Powerful bursts of radiation split, or reionised, the hydrogen atoms, and the once cold, dark Universe became sprinkled with stars, which would seed even more stars, black holes, and, soon, entire galaxies.
This period of time, and the 'cosmic dawn', or the transition from a dark Universe to the one full of light that we live in today, is still full of unknowns.
"The formation and evolution of the earliest light sources and structures in the Universe is one of the greatest mysteries in astronomy," says Eduardo Bañados, a research fellow at the Carnegie Institution.
Now, a team of scientists at the Carnegie led by Bañados has discovered a slew of rare, 12-billion-year-old relics from the dark ages of the Universe which could give them new insight into the early history of the Universe.

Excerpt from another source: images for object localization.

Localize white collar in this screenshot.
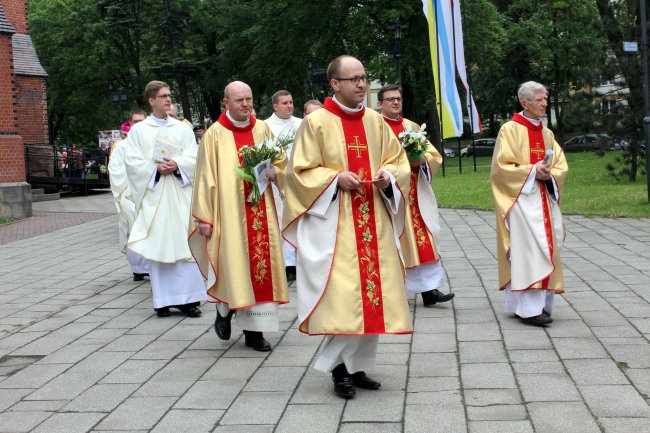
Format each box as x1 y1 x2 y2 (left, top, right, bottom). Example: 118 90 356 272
333 95 363 113
519 111 541 126
381 113 401 121
270 113 293 123
150 114 169 126
226 110 250 127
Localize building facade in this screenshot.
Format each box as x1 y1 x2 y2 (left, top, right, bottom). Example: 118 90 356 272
0 0 48 219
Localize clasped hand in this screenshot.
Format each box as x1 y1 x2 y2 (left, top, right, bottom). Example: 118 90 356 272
337 170 390 191
157 157 178 175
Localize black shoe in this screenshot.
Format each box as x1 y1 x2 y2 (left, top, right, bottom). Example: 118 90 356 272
155 307 170 317
516 313 552 326
243 330 272 352
421 289 455 307
214 310 234 340
179 305 202 318
133 273 147 281
332 364 355 399
351 371 381 390
541 310 553 323
285 266 296 283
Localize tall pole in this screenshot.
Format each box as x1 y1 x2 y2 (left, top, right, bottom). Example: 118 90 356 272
451 1 461 175
434 0 445 176
642 0 650 202
395 20 402 83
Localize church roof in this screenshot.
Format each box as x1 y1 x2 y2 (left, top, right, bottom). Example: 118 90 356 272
0 4 16 34
12 34 47 77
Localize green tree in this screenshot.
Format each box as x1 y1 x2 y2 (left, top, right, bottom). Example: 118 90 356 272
596 0 647 181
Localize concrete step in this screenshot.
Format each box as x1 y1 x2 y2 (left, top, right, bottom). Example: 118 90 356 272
32 192 60 202
31 188 45 196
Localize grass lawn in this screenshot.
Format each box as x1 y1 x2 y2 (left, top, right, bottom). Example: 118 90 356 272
433 152 650 218
0 218 14 226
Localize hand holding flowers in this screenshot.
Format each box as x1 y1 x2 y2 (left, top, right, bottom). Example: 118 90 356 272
398 123 429 161
236 132 293 204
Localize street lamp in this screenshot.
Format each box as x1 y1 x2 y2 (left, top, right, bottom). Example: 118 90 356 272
387 19 406 83
308 55 328 101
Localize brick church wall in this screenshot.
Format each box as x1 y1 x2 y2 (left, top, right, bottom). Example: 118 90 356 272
16 75 47 144
1 0 26 33
0 29 25 183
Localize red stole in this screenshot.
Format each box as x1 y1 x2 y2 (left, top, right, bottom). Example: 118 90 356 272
382 115 437 265
217 111 274 302
323 98 385 333
512 113 553 289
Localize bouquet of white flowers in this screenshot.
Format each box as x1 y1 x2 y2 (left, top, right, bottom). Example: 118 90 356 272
236 132 293 204
398 123 429 161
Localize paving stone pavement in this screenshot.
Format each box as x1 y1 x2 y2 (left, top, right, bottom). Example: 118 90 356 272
0 191 648 432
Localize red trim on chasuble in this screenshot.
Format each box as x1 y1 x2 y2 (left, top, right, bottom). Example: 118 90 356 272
408 169 437 263
383 116 438 265
324 98 386 333
217 111 274 302
512 113 554 290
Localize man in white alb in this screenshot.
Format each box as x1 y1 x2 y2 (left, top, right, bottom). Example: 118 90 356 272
108 109 149 281
265 89 302 283
124 80 207 318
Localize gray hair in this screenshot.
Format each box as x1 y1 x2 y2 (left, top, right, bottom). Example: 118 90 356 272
518 81 547 101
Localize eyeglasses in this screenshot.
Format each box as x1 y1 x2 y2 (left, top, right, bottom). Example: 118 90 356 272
334 75 367 85
156 94 172 99
381 96 402 103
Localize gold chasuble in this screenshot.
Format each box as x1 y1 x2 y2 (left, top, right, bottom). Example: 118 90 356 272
491 113 568 293
383 116 443 269
189 112 289 310
283 97 412 336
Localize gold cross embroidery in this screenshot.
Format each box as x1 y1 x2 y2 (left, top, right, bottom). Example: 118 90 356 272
531 146 545 160
347 136 367 158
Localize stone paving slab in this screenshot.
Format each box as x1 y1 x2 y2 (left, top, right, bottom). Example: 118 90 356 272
0 193 648 432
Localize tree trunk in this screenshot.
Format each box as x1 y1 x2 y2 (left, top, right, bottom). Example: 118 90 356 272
162 0 192 121
203 91 221 121
595 0 643 181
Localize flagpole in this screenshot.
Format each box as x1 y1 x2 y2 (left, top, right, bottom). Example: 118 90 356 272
433 0 445 177
451 0 462 175
458 0 478 172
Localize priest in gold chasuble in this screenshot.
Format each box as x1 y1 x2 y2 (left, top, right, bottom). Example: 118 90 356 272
282 56 412 399
189 81 288 352
378 83 454 308
491 81 568 327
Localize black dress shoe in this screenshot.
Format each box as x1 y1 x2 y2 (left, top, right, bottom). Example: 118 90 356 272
332 364 355 398
155 307 170 317
421 289 455 307
180 305 202 318
243 330 272 352
133 273 147 281
351 371 381 390
285 266 296 283
516 313 552 326
214 310 234 340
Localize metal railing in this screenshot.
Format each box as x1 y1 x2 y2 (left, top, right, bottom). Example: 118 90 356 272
24 144 110 193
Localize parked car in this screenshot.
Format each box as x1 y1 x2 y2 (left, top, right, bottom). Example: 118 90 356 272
462 138 497 157
443 147 457 158
611 138 646 151
562 134 611 152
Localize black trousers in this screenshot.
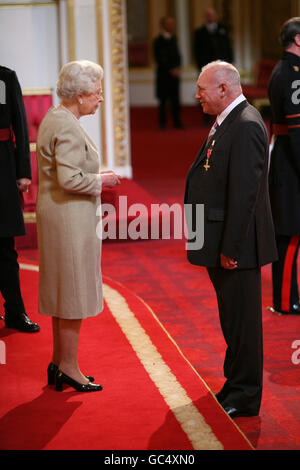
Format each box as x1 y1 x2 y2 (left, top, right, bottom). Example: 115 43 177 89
0 237 25 318
157 77 182 128
272 234 300 312
207 266 263 415
158 96 181 128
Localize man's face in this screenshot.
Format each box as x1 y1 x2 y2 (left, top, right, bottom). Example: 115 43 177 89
205 8 217 24
163 17 175 34
195 70 223 115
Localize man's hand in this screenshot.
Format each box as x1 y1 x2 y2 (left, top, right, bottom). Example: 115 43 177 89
16 178 31 192
220 254 237 270
170 67 180 77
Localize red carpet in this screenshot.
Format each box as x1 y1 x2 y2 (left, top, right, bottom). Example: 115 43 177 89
112 106 299 451
0 262 252 450
100 238 300 451
1 106 299 451
16 178 169 249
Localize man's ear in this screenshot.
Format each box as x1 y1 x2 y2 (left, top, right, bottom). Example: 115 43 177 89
219 83 226 96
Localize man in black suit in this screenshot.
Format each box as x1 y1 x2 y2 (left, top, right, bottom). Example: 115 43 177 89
153 17 184 130
0 65 40 332
185 61 277 418
194 8 233 72
268 18 300 315
194 8 233 126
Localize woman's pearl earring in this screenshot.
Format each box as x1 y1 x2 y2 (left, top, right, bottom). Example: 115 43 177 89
79 99 83 104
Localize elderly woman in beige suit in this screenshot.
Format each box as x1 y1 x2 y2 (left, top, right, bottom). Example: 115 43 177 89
36 60 120 392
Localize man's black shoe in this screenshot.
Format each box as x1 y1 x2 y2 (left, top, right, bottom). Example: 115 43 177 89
267 303 300 315
223 406 257 419
5 313 40 333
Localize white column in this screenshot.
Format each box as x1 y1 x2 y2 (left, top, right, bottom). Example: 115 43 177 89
62 0 132 177
58 0 69 68
74 0 98 61
231 0 242 70
242 0 252 73
175 0 191 67
82 1 103 153
101 0 115 171
99 0 132 177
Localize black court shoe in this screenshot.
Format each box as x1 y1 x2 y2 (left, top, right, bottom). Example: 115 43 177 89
47 362 95 386
55 369 103 392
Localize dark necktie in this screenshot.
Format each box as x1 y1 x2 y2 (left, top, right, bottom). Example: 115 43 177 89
203 121 219 171
205 121 219 147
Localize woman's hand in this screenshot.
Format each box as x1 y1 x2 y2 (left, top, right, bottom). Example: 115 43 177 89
100 170 121 188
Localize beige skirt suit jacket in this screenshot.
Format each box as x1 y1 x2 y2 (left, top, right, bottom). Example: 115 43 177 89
36 106 103 319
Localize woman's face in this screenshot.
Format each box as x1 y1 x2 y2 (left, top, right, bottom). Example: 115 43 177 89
78 79 103 116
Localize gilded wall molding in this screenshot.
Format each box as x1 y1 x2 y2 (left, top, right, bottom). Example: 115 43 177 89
109 0 130 168
0 1 57 8
96 0 107 167
66 0 75 61
22 88 52 95
23 212 36 223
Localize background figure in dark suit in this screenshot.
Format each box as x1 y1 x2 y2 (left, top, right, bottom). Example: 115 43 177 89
194 7 233 125
153 17 184 130
0 66 40 332
268 18 300 315
185 61 277 418
194 8 233 71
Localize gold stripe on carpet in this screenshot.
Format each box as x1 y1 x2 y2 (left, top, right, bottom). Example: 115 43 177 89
19 263 39 271
136 292 255 450
103 283 223 450
19 263 226 450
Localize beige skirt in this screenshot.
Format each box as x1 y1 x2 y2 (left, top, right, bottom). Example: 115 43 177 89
37 193 103 319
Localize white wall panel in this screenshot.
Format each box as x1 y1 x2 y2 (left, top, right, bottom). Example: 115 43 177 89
0 3 59 101
72 0 102 155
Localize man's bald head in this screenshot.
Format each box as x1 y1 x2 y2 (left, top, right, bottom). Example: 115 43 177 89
196 61 243 115
205 7 218 24
201 61 242 95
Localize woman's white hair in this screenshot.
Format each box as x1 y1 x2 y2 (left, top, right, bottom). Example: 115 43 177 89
56 60 104 103
202 60 241 92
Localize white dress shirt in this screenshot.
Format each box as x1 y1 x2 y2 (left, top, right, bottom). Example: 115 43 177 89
216 94 246 127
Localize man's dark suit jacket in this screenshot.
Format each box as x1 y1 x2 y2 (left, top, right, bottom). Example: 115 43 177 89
194 24 233 71
185 100 277 269
153 34 181 100
0 66 31 238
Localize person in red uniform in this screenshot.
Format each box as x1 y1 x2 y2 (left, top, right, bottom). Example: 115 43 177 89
268 18 300 315
0 65 40 332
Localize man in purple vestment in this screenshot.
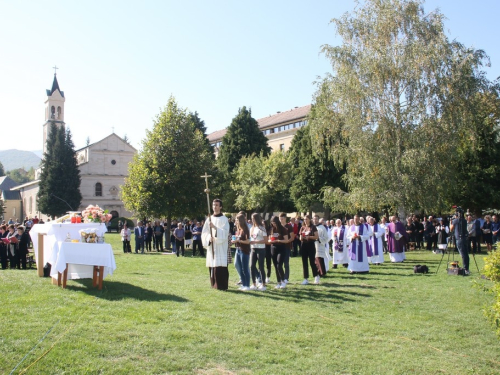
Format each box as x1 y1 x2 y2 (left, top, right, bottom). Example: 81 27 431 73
387 216 408 262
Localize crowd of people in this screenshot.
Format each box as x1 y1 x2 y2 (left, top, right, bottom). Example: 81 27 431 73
5 208 495 285
0 215 39 269
198 200 498 291
120 219 206 256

The findings will be published by The Astrophysical Journal Supplement Series.
Beacons of light
The relics, called quasars, are among the most distant objects in the Universe that we can detect. That's because they are also some of the brightest objects in the Universe, shining with the light of as many as a hundred Milky Ways, or hundreds of trillions of Suns.
"Quasars are among the brightest objects and they literally illuminate our knowledge of the early Universe," Bañados said in the statement.
And they're also some of the rarest. So far, scientists have only been able to discover a few thousand quasars in the entire Universe. And ancient quasars like these newly discovered ones are even more rare.
The 63 quasars the scientists discovered represent the largest number of ancient quasars ever discovered at once, nearly doubling the current number of known ancient quasars.
"Very bright quasars such as the 63 discovered in this study are the best tools for helping us probe the early Universe," Bañados said. "But until now, conclusive results have been limited by the very small sample size of ancient quasars."
Armed with these incredibly bright quasars, scientists hope to shine new light on the dark ages and the cosmic dawn that gave birth to the Universe as we know it.